The Navy officially retired the flat hat on April 1, 1963.

By

Robert F. Dorr is an author, U.S. Air Force veteran, and retired American diplomat who...

  • Ray Nicklin

    I think I was issued the ‘last flat hat’. I was the shortest in our company and last is lien to receive it.

    Now accepting offers (G)

  • Louis McCormick

    I am sure some one has one and I would like to own one

  • Diane M. Kelsey, CWO-3, U.S.N. (Ret.)

    We were told that the “flat hat”/”Donald Duck” was being done away with for the same reason that we were told not to wear our navy blue cap covers on our combination/”bucket” hats any longer, It was supposed to be for our safety, e.g., when we were crossing the street at night because white can be seen. I still have both my late dad and husband’s “flat hats”.

  • I was in the Navy from June, 1957 through mid-March, 1961. At Great Lakes NTC, we were issued Flat Hats
    as part of our regular ‘seabag issue’. We were told in one of the classes we took that the Flat Hats
    were outlawed in some states for safety reasons. The Flat Hat was only worn with the Dress Blue uniform,
    and if one was wearing their Pea-Coat at night, and the Flat Hat, you could not be seen while walking
    down a road until a driver was quite close. The White Hat was visible from much further away.

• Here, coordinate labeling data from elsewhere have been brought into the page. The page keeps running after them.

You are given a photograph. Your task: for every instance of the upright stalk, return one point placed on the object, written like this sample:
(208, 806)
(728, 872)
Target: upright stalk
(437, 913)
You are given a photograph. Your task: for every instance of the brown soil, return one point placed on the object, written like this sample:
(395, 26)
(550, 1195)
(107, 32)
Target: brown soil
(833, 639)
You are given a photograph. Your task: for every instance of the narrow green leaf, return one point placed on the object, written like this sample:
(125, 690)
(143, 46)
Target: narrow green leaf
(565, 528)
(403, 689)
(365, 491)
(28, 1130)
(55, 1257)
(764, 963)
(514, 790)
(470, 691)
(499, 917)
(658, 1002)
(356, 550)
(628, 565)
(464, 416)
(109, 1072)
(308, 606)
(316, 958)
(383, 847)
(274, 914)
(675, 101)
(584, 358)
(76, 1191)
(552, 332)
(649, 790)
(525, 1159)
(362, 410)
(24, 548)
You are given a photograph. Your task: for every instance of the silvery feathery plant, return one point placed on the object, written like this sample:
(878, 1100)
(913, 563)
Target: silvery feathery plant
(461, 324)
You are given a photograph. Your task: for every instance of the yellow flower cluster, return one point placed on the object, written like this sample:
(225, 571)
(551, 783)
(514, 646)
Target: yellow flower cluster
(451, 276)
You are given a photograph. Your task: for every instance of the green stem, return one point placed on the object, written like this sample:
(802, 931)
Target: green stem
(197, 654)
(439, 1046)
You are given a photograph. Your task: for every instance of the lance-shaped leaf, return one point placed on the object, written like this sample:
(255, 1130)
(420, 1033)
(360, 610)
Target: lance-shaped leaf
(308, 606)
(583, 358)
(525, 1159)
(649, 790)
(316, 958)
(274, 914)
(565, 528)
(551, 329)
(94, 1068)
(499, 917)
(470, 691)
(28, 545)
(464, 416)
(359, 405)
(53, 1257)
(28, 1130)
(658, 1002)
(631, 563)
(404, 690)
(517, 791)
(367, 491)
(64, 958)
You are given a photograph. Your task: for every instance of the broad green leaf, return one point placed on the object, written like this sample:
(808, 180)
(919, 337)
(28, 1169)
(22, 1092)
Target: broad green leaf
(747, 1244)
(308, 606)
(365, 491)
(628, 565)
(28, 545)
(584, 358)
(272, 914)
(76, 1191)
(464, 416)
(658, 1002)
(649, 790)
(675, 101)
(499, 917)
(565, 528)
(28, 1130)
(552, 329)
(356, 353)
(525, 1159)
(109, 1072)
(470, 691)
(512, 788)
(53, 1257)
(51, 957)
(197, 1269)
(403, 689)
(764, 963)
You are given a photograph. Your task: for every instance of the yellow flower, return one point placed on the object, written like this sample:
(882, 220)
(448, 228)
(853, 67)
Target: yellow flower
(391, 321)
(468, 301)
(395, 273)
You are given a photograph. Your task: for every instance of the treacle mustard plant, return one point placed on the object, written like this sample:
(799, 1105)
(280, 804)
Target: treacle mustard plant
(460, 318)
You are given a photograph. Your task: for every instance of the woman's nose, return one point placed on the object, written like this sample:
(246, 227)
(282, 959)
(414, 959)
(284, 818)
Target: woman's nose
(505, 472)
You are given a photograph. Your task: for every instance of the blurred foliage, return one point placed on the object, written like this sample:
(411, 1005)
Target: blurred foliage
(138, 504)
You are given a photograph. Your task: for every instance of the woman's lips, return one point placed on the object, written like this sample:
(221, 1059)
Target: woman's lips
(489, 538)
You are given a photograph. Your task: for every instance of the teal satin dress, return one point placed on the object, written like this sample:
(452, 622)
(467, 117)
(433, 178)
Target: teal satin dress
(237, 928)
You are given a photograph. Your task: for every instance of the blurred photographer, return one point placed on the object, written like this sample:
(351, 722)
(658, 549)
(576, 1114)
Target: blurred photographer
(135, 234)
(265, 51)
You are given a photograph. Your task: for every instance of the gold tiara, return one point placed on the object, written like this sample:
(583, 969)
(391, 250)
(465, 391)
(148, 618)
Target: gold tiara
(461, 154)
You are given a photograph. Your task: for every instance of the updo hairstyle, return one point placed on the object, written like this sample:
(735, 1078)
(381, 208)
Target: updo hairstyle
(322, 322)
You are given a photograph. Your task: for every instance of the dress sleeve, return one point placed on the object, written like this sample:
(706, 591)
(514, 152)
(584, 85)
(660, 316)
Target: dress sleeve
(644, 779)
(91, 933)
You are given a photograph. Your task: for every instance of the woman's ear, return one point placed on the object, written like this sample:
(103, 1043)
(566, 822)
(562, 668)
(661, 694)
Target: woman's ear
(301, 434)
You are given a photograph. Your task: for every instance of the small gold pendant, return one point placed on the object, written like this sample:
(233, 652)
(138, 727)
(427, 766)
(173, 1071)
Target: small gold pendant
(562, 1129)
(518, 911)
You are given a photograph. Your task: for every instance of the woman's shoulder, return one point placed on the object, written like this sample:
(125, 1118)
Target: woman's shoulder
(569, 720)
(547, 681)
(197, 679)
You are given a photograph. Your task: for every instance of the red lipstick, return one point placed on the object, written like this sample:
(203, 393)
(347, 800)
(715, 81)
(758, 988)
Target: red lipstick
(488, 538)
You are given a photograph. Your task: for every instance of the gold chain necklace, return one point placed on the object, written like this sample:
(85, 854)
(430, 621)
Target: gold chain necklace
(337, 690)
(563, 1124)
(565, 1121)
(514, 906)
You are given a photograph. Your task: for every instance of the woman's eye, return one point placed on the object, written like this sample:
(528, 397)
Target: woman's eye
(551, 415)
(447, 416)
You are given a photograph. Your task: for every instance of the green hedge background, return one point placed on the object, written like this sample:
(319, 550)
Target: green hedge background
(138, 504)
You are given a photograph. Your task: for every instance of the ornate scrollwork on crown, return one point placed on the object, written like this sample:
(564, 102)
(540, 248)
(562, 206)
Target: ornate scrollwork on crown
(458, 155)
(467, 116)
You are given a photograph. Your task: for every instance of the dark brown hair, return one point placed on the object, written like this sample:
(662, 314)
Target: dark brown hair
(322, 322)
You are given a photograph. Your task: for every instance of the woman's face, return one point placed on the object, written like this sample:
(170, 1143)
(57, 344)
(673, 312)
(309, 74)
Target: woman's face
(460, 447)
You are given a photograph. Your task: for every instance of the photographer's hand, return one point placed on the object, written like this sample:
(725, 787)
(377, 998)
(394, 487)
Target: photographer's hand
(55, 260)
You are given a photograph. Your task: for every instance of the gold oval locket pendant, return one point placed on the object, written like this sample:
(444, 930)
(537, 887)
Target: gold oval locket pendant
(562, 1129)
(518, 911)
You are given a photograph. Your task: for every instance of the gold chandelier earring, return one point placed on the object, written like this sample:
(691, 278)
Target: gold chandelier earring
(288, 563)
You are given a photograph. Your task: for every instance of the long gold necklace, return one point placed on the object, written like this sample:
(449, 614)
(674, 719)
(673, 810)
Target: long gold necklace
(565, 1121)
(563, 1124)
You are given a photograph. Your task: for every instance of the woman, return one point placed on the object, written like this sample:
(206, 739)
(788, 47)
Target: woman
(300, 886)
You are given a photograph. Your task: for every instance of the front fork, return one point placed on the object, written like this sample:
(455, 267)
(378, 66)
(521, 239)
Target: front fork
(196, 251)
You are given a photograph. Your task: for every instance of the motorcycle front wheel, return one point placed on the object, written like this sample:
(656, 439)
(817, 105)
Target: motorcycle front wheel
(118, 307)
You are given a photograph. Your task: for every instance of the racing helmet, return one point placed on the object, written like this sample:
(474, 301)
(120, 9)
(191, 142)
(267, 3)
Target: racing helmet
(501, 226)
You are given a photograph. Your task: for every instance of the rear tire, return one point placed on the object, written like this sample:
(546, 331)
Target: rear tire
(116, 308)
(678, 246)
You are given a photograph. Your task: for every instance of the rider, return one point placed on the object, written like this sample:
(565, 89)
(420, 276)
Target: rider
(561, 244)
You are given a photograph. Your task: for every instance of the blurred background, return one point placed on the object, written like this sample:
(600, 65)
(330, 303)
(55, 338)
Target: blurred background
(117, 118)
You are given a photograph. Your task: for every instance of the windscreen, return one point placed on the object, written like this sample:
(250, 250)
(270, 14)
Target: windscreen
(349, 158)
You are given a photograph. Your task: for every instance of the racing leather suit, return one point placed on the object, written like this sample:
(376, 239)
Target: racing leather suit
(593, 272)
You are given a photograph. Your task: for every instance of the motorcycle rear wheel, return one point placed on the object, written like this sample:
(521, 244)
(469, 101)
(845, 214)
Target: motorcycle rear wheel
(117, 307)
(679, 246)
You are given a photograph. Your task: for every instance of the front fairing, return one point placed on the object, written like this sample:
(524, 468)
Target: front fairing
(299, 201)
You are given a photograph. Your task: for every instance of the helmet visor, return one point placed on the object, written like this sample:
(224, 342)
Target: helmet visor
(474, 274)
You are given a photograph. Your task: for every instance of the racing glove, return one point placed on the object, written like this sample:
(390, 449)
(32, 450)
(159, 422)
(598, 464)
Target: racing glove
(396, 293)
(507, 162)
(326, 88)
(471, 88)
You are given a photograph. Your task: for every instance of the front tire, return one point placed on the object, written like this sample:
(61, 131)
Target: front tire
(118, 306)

    We were told that we had to have the Flat Hat as part of a ‘full seabag issue’, but we would never be
    allowed to wear it for the above mentioned safety reasons.

    I just found my last set of Dress Blues, and wrapped up in it was my Flat Hat, not much different from
    when I got it in 1957. Probably a collectable in some quarters.

  • “Thank you” to everyone who commented on the Navy “Flat Hat” story. Yes, it appears that a “Flat Hat” in good condition today would be a collector’s item. One reason for writing this article was, very simply, my fascination with the period photograph that accompanies the article. But as several have pointed out, the hat was in use much later than the time of the photo. Your comments are welcome and appreciated.

  • Professor Sam Oakland

    If Ralph Irish would like to part with his Flat Hat I would be happy to send him a check — it would join my set of dress blues issued to me at Great Lakes in 1951, but now on display here in Oregon. My hat, now lost, served on the USS Princeton CV 37, and the USS Oriskany CV 34.

  • Laura Hawkins

    I was on here looking to find information about my grandfather. He was on the Iowa and I have his dark blue wool flat hat that has Iowa stitched on the band. I also have a spoon from the Iowa with the ship on it and Captain Evans on the top of it. I know very little as he died when my mom was 14 (he was 60 when she was born)! Anyway, if anyone on here could help me with ways to find out more how to find photos of him on ship? I do have photo of him in his uniform. Thanks.

  • Cliff Mulder

    Looking for hats to be donated to American Legion Post #258 . this Post uses this hat for their Offical hat (have hsitory which allows them to wear as their uniform hat) Post is all Navy/Marines. Need for current and future new memebers. Thank you.

  • I found a FLAT HAT in a surplus store in almost new condition,with us navy in gold on the band. The size is small but hope to have it sized to wear in special events.I served 1964 to 1968 . USS AMPHION AR13. Proud to be a sailor.